Dados do percurso
Informação sobre os aspetos mais significativos
| Data | 15-11-1998 |
|---|---|
| Localização | Sistelo |
| Distância total | 11 km |
| Participantes | 23 |
Informação sobre os aspetos mais significativos
| Data | 15-11-1998 |
|---|---|
| Localização | Sistelo |
| Distância total | 11 km |
| Participantes | 23 |
Este percurso foi realizado na zona mais ocidental da Serra da Peneda.
Teve início no lugar de Padrão passando na branda de Alhal, Gémea, regresso a Alhal, concluindo com uma ida e volta à branda de Rio Covo
Uma da mais belas paisagens do Alto Minho.

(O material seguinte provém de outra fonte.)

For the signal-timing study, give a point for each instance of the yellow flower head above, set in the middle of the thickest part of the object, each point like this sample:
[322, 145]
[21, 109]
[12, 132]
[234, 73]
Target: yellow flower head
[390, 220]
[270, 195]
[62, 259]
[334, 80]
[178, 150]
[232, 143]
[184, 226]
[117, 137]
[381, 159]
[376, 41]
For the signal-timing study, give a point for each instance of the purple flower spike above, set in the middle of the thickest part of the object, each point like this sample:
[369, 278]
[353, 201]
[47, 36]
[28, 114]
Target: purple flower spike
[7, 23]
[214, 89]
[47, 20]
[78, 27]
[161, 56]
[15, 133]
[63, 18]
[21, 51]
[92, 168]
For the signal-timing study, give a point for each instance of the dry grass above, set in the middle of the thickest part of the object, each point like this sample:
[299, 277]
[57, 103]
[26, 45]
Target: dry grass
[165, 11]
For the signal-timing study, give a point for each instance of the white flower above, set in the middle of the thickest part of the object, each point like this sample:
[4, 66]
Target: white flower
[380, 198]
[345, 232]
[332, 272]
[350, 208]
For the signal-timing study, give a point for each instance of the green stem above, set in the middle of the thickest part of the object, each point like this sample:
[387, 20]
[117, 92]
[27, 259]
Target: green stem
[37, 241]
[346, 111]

Padrão é um pequeno lugar serrano pertencente à freguesia de Sistelo, situado num patamar a meia encosta da Serra da Peneda, e em que a mão do homem foi erguendo ao longo do temo grandioso monumento de campos em socalcos, que nascendo do fundo do vale do rio Vez, vão subindo ao longo da encosta, tendo a sua origem sido a partir da "revolução da cultura do milho"
Nesta zona poderemos ver do melhor que existe em regadio praticado a partir do aproveitamento da água de nascentes, situadas muitas vezes nas áreas montanhosas, sendo essas águas aproveitadas da melhor forma.
Em terrenos situados acima dos 300 m, na dependência da exposição e armação dos socalcos, que correspondem ao investimento desmedido de trabalho, consente-se ainda a cultura do milho e a produção de bons fenos. Mas tal sistema não irá alem dos 1000 m a 1200 m, com centeio nas brandas, onde mais recentemente tem sido cultivada também a batata.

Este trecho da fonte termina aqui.